Abstract

Effectively clearing multidrug-resistant bacteria through nonantibiotic treatments is crucial for the recovery of infected tissues in favorable biological environments. Herein, a thermally responsive donor of cell-messenger nitric oxide (NO) is combined with extracts of food-grade Lactobacillus casei to form biomimetic phage-like microparticles with a tailspike structure. These particles can invade bacterial membranes and release NO to disrupt nitrogen and respiratory metabolisms, which initiates the programmed death of multidrug-resistant Staphylococcus aureus (MRSA) for inducing lysis, like the bacterial virus. Experiments suggest that these microparticles can also weaken bacterial toxicity and provide favorable conditions for cell proliferation because of the continuously released NO. By encapsulating these microparticles into graphene-oxide-doped polymers, a dual-mode antibacterial hydrogel (DMAH) can be constructed.

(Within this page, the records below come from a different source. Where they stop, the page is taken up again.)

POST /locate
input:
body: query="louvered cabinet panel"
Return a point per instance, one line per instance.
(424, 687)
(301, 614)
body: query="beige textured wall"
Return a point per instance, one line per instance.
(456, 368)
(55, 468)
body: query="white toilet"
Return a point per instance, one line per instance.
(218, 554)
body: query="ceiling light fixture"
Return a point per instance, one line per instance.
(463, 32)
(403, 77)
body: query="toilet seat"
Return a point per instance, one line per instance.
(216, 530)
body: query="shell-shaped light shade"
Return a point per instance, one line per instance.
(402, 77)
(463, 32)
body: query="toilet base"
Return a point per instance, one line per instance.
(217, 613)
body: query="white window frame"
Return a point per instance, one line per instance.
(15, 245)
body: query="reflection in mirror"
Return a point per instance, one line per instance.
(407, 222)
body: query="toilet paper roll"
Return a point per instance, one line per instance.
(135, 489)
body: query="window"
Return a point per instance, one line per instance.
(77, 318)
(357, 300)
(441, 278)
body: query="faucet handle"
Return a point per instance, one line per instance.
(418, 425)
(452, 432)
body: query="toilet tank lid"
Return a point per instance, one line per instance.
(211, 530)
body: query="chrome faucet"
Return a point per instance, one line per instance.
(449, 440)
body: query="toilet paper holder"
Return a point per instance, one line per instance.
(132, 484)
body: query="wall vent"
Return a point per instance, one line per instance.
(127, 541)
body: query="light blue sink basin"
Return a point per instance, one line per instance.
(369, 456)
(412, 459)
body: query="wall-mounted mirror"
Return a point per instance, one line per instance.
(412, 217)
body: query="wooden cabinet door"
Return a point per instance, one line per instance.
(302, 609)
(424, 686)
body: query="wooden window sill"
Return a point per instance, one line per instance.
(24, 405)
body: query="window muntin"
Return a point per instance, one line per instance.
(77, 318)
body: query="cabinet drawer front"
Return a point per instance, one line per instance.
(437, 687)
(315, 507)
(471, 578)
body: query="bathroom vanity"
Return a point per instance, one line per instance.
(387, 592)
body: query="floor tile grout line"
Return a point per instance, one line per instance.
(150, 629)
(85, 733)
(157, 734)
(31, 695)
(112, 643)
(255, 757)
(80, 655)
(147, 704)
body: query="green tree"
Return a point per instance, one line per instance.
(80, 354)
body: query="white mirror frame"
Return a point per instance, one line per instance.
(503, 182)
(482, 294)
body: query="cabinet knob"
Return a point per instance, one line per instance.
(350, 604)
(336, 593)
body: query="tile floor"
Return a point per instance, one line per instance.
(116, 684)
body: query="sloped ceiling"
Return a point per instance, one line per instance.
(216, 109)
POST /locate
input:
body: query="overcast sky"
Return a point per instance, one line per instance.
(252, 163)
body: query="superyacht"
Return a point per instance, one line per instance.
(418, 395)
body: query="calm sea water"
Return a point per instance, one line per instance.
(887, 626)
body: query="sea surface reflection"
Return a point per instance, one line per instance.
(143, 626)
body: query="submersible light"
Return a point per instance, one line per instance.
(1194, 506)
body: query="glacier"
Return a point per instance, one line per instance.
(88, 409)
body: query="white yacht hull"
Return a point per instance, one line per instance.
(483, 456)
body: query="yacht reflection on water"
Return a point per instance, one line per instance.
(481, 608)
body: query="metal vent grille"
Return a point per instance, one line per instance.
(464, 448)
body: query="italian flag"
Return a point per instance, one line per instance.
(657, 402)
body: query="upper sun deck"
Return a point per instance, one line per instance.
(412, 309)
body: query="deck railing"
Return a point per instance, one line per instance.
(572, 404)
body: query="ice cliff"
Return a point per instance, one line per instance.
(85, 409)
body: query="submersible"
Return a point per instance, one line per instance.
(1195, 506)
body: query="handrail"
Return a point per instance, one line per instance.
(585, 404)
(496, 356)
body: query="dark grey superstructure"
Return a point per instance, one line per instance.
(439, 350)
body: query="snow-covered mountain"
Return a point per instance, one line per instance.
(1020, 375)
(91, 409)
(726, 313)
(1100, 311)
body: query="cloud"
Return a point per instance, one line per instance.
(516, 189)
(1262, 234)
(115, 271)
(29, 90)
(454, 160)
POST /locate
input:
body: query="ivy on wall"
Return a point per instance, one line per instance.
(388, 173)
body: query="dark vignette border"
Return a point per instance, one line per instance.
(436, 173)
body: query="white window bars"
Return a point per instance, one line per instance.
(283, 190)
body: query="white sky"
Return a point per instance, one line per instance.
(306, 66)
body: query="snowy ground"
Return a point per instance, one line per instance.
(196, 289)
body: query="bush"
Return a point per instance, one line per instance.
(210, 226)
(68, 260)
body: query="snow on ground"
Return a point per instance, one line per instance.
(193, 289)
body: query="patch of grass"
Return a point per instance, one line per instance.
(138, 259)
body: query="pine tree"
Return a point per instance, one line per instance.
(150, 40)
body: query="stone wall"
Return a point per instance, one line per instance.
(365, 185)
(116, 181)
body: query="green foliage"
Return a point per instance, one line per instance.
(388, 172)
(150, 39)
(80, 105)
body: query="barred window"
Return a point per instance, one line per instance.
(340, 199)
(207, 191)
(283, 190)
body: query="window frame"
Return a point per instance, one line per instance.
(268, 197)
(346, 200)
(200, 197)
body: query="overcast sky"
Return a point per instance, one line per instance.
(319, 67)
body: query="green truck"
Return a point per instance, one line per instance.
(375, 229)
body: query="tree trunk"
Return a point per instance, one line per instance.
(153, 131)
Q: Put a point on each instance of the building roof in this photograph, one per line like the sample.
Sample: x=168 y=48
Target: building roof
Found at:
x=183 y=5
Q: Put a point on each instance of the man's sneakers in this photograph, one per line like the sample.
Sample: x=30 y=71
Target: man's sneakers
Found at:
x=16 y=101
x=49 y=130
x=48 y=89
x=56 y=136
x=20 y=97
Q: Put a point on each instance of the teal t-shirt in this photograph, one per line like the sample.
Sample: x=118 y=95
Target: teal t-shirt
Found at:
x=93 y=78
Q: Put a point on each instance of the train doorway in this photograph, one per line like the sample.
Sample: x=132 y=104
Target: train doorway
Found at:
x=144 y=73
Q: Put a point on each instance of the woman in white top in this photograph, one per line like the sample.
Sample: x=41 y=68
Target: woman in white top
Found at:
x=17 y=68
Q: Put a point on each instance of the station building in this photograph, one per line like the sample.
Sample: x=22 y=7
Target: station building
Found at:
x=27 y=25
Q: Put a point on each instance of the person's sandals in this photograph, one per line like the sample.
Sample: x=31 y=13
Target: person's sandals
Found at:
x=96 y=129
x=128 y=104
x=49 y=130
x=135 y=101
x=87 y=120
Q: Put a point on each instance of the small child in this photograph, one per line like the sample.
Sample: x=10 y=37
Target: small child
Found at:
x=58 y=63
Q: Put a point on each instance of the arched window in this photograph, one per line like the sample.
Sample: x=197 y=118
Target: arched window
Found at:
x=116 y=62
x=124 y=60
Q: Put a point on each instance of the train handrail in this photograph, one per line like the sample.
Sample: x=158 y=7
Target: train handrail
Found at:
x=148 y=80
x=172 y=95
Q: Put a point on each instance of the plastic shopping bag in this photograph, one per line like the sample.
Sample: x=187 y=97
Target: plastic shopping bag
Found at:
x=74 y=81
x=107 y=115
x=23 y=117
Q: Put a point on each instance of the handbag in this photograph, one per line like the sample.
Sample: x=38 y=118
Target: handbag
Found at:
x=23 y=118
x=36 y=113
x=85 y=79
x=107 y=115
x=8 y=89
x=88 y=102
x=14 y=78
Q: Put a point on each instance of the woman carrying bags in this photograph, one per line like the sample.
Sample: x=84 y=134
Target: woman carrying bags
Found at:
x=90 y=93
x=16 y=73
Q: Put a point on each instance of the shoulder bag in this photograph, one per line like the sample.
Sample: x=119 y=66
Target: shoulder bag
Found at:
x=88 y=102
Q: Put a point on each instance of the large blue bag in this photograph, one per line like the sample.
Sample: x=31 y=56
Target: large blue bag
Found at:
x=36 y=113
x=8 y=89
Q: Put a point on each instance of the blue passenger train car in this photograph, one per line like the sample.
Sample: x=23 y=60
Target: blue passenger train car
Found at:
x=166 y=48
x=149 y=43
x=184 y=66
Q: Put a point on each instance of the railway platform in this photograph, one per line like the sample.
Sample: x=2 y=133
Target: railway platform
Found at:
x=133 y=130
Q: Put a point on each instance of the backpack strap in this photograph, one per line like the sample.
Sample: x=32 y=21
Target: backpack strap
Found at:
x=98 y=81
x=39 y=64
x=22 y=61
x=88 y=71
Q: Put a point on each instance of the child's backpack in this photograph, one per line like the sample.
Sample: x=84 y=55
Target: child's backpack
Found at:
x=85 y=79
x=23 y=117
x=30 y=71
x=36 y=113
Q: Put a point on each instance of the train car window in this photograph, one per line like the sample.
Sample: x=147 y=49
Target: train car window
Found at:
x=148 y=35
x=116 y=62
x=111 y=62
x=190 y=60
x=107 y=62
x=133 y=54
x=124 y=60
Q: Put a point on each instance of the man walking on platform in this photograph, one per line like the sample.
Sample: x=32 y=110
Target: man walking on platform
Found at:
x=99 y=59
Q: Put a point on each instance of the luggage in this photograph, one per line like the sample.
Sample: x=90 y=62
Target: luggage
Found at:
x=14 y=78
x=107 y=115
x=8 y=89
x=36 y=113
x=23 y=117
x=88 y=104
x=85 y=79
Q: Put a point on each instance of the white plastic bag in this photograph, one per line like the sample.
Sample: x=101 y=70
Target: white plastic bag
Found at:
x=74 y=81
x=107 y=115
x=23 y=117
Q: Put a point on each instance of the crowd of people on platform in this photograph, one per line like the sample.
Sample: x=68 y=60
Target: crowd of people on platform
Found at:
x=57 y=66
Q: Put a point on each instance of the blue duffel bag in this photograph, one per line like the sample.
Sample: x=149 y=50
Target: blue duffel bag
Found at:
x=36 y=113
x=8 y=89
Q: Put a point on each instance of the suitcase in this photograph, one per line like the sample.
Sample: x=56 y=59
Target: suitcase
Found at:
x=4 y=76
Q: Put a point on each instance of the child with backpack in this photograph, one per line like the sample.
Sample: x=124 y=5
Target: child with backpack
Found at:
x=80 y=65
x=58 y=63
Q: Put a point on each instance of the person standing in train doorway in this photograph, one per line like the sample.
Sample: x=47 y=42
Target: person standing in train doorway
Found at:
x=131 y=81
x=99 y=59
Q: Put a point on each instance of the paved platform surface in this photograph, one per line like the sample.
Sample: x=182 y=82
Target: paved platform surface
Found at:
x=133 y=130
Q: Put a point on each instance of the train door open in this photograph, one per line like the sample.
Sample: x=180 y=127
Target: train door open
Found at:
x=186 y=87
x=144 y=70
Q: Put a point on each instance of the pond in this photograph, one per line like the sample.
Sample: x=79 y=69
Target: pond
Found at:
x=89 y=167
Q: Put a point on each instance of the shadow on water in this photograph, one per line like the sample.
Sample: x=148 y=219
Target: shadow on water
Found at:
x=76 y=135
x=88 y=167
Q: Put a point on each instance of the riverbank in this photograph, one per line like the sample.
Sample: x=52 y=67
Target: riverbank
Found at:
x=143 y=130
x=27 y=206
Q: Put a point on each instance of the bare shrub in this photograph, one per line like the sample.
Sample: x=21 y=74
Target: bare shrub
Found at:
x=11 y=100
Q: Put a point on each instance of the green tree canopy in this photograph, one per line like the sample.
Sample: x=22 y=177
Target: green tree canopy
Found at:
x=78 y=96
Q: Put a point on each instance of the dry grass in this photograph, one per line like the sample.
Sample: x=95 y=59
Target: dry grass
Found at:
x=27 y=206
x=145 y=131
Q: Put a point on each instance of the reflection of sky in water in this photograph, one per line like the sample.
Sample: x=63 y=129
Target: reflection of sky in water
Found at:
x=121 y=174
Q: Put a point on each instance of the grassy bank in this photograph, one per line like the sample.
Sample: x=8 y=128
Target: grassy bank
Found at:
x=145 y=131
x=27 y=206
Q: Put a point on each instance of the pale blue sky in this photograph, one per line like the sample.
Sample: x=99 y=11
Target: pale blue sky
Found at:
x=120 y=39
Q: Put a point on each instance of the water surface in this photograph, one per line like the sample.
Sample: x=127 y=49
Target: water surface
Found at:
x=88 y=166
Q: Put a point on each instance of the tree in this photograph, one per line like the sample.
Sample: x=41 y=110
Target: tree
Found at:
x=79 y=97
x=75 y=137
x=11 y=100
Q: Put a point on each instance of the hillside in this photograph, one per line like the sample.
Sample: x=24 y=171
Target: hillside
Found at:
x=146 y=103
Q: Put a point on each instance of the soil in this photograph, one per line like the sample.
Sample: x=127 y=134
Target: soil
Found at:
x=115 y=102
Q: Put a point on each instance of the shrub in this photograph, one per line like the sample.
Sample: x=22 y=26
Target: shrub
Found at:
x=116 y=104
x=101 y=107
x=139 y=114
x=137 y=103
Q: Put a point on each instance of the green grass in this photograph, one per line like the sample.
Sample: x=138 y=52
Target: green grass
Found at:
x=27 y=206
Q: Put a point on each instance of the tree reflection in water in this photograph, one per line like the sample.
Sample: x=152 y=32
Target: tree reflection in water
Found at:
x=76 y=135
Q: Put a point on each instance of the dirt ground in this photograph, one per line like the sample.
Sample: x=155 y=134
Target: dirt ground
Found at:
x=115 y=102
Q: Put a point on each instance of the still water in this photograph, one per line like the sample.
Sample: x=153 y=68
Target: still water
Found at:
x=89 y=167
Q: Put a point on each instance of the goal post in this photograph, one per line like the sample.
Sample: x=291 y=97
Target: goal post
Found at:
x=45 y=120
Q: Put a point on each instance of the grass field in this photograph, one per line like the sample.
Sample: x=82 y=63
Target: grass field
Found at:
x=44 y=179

In vivo results reveal that the DMAH achieves a long-time sterilization of MRSA with 99.84 ± 0.13% antibacterial rate in the dark because of the phage-like performance of the biomimetic microparticles. In its other antibacterial mode, DMAH subjected to 20 min of near-infrared irradiation release NO, which, together with the photothermal effect, synergistically damages bacterial cell membranes to achieve very fast disinfection (97.13 ± 0.41% bactericidal rate). This multifunctional hydrogel can also significantly accelerate wound healing due to the phage-like particles.